Ieri l’uomo è stato convocato in questura e ci è rimasto per diverse ore mentre gli agenti dell’Anticrimine venuti da Roma e quelli della squadra Mobile di Torino gli perquisivano la casa. Indagato, ma per adesso nessun provvedimento in più. «Al momento non ci sono elementi per andare oltre» conferma il capo della Mobile Luigi Silipo che però, come chiunque stia seguendo quest’inchiesta, è sicuro di aver messo assieme abbastanza per portare davanti ai giudici l’insegnante sott’accusa.
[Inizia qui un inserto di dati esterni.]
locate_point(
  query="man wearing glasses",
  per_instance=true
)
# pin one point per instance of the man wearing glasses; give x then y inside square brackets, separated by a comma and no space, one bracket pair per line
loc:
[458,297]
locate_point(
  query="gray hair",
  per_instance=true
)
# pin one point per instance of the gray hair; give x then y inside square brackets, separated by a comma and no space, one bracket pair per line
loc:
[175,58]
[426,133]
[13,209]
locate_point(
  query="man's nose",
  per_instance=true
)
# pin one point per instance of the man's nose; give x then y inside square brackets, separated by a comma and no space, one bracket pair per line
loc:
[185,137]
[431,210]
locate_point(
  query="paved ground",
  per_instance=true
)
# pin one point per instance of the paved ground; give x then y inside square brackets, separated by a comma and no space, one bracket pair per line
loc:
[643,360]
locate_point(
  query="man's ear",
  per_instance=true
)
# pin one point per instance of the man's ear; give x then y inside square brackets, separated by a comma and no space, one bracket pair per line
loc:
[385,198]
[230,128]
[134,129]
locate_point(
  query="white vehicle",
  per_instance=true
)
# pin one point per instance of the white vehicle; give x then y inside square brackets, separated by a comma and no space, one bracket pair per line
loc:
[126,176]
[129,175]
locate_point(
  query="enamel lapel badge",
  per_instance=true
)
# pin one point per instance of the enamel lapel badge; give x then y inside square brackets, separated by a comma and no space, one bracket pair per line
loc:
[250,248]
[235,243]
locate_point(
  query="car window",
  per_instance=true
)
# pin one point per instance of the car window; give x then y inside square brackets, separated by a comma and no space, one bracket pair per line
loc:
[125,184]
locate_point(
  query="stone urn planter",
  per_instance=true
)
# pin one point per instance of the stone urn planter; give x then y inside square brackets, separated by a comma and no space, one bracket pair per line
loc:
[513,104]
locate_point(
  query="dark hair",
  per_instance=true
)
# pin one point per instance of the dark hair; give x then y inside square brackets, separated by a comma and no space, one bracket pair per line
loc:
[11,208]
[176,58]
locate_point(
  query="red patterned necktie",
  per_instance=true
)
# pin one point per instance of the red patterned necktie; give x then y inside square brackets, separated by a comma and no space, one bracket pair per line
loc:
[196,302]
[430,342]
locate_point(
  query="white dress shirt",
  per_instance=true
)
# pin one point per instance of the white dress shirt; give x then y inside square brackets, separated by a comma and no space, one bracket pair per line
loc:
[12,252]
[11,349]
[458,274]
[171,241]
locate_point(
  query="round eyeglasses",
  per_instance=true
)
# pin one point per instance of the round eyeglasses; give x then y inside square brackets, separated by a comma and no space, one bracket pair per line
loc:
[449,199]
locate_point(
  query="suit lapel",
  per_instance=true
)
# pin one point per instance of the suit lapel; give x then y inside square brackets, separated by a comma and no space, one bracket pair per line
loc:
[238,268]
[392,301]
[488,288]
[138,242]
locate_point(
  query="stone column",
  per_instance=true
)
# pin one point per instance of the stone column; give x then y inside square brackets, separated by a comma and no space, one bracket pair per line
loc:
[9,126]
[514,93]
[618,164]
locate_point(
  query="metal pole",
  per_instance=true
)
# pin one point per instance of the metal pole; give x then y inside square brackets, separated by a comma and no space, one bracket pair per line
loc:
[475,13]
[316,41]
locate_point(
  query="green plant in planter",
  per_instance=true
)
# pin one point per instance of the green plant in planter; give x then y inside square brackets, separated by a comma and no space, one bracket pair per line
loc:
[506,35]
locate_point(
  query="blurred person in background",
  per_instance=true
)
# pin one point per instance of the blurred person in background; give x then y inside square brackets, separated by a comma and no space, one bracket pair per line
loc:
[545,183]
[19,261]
Roberto, il padre di Giorgia, oggi ha 75 anni ed è pensionato. «Non ho mai perduto la speranza» ha detto ai poliziotti che lo hanno contattato per parlargli di quel poco che si può sapere sugli sviluppi delle indagini. «Ogni santo giorno, per anni, ho portato un fiore sulla tomba di mia figlia e non c’è sera che mi addormenti senza pensare a lei. Un dolore che non passerà mai». Ricorda ogni dettaglio, Roberto. Il ragazzo sconosciuto che al funerale si avvicinò alla tomba sfiorandola, la voce dell’uomo che lo chiamò per due volte per dirgli «sono io l’assassino», l’idea di un premio di duecento milioni a chi avesse dato informazioni decisive e poi l’ultima immagine sorridente di Giorgia. Quella che rivede ogni sera, prima di chiudere gli occhi.